Comment by Nathan2055

Hmm…do you have the in-browser DNS over HTTPS resolver enabled? I personally can't reproduce this, but I'm using DoH with 1.1.1.1.

I've noticed that both Chrome and Firefox tend to have less consistent HTTP/3 usage when using system DNS instead of the DoH resolver because a lot of times the browser is unable to fetch HTTPS DNS records consistently (or at all) via the system resolver.

Since HTTP/3 support on the server has to be advertised by either an HTTPS DNS record or a cached Alt-Svc header from a previous successful HTTP/2 or HTTP/1.1 connection, and the browsers tend to prefer recycling already open connections rather than opening new ones (even if they would be "upgraded" in that case), it's often much trickier to get HTTP/3 to be used in that case. (Alt-Svc headers also sometimes don't cache consistently, especially in Firefox in my experience.)

Also, to make matters even worse, the browsers, especially Chrome, seem to automatically disable HTTP/3 support if connections fail often enough. This happened to me when I was using my university's Wi-Fi a lot, which seems to block a large (but inconsistent) amount of UDP traffic. If Chrome enters this state, it stops using HTTP/3 entirely, and provides no reasoning in the developer tools as to why (normally, if you enable the "Protocol" column in the developer tools Network tab, you can hover over the listed protocol to get a tooltip explaining how Chrome determined the selected protocol was the best option available; this tooltip doesn't appear in this "force disabled" state). Annoyingly, Chrome also doesn't (or can't) isolate this state to just one network, and instead I suddenly stopped being able to use HTTP/3 at home, either. The only actual solution/override to this is to go into about:flags (yes, I know it's chrome://flags now, I don't care) and make sure that the option for QUIC support is manually enabled. Even if it's already indicated as "enabled by default", this doesn't actually reflect the browser's true state. Firefox also similarly gives up on HTTP/3, but its mechanism seems to be much less "sticky" than Chrome's, and I haven't had any consistent issues with it.

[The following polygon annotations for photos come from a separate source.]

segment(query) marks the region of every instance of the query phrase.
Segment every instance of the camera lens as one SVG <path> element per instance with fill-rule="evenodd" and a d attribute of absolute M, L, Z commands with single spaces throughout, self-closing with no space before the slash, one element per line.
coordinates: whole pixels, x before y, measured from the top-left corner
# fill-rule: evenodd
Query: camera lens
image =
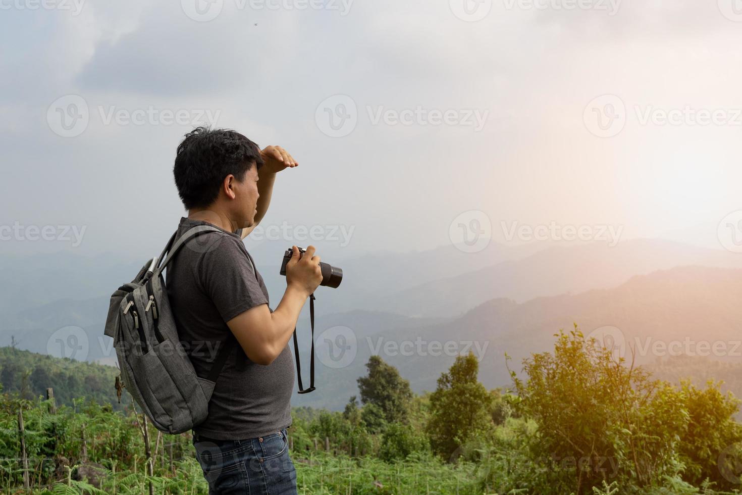
<path fill-rule="evenodd" d="M 322 283 L 320 285 L 337 289 L 343 281 L 343 269 L 323 261 L 320 261 L 320 268 L 322 269 Z"/>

To debug further: I'd first try checking to see if EncryptedClientHello is working for you or not; you can check https://tls-ech.dev to test that. ECH requires HTTPS DNS record support, so if that shows as working, you can ensure that your configuration is able to parse HTTPS records (that site also only uses the HTTPS record for the ECH key and uses HTTP/1.1 for the actual site, so it's fairly isolated from other problems). Next, you can try Fastly's HTTP/3 checker at https://http3.is which has the benefit of only using Alt-Svc headers to negotiate; this means that the first load will always use HTTP/2, but you should be able to refresh the page and get a successful HTTP/3 connection. Cloudflare's test page at https://cloudflare-quic.com uses both HTTPS DNS records and an Alt-Svc header, so if you are able to get an HTTP/3 connection to it first try, then you know that you're parsing HTTPS records properly.

Let me know how those tests perform for you; it's possible there is an issue in Firefox but it isn't occurring consistently for everyone due to one of the many issues I just listed.

(If anyone from Cloudflare happens to be reading this, you should know that you have some kind of misconfiguration blocking https://cloudflare-quic.com/favicon.ico and there's also a slight page load delay on that page because you're pulling one of the images out of the Wayback Machine via https://web.archive.org/web/20230424015350im_/https://www.cl... when you should use an "id_" link for images instead so the Internet Archive servers don't have to try and rewrite anything, which is the cause of most of the delays you typically see from the Wayback Machine. (I actually used that feature along with Cloudflare Workers to temporarily resurrect an entire site during a failed server move a couple of years back, it worked splendidly as soon as I learned about the id_ trick.) Alternatively, you could also just switch that asset back to https://www.cloudflare.com/img/nav/globe-lang-select-dark.sv... since it's still live on your main site anyway, so there's no need to pull it from the Wayback Machine.)

I've spent a lot of time experimenting with HTTP/3 and it's weird quirks over the past couple of years. It's a great protocol, it just has a lot of bizarre and weirdly specific implementation and deployment issues.